MCP server for web scraping via DataImpulse residential proxies with per-request country targeting
Project description
DataImpulse Scraper (MCP)
Give your AI agent — Claude Code, Cursor, Codex, Claude Desktop, … — the power to scrape the web from any country, through DataImpulse residential proxies, with full JavaScript rendering to clean, LLM‑ready markdown.
The only thing you configure is your DataImpulse login + password. No clone, no Python setup, no .env.

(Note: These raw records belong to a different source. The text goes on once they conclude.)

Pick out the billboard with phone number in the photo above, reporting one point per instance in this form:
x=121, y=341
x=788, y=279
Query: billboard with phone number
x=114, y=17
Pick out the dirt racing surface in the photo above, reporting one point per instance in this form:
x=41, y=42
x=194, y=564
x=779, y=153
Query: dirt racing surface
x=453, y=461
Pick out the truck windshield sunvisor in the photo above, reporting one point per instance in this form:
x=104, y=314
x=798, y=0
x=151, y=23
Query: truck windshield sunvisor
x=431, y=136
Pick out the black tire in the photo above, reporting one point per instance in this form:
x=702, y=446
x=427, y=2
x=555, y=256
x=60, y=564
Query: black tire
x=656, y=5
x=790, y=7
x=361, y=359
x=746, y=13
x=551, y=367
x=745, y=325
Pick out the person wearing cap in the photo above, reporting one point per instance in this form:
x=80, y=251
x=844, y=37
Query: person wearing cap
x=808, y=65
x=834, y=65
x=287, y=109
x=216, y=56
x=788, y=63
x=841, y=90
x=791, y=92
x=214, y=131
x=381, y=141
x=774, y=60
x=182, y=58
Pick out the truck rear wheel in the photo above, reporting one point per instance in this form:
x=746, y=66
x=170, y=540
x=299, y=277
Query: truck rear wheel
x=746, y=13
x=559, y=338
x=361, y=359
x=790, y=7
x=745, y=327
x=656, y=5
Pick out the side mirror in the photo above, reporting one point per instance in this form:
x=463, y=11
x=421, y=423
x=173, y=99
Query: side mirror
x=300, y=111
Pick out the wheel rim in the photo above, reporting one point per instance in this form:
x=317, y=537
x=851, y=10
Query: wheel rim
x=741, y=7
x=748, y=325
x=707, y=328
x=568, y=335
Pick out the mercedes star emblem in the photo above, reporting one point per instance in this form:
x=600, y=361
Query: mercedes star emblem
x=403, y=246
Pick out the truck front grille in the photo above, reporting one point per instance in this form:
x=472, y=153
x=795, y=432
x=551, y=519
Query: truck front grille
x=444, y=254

🟢 Get your DataImpulse residential proxy plan → — residential proxies from $1/GB, pay‑as‑you‑go, no expiry.
Install
Grab your credentials first: open your DataImpulse dashboard → → Residential Proxy → Proxy Access → copy your Login and Password. Then pick a lane:
⚡ Option 1 — one command (macOS / Linux)
curl -LsSf https://raw.githubusercontent.com/sonnysangha/dataimpulse-scraper/main/install.sh | sh
That's the whole install. The script sets up uv if you don't have it, asks for your DataImpulse login + password, verifies them with a live proxy check, and auto‑configures Claude Code, Cursor, and Claude Desktop — whichever you have. (Non‑interactive? DI_USER=... DI_PASS=... sh install.sh)
🖱️ Option 2 — one click (Cursor)
Click, approve, then replace the two YOUR_DATAIMPULSE_* placeholders with your login and password. Done. (Needs uv installed — see Option 4, step 1.)
📦 Option 3 — double‑click (Claude Desktop)
Download dataimpulse-scraper.mcpb, double‑click it (or drag it onto Claude Desktop), and type your login + password into the form it shows you — the password is stored in your OS keychain, not a file.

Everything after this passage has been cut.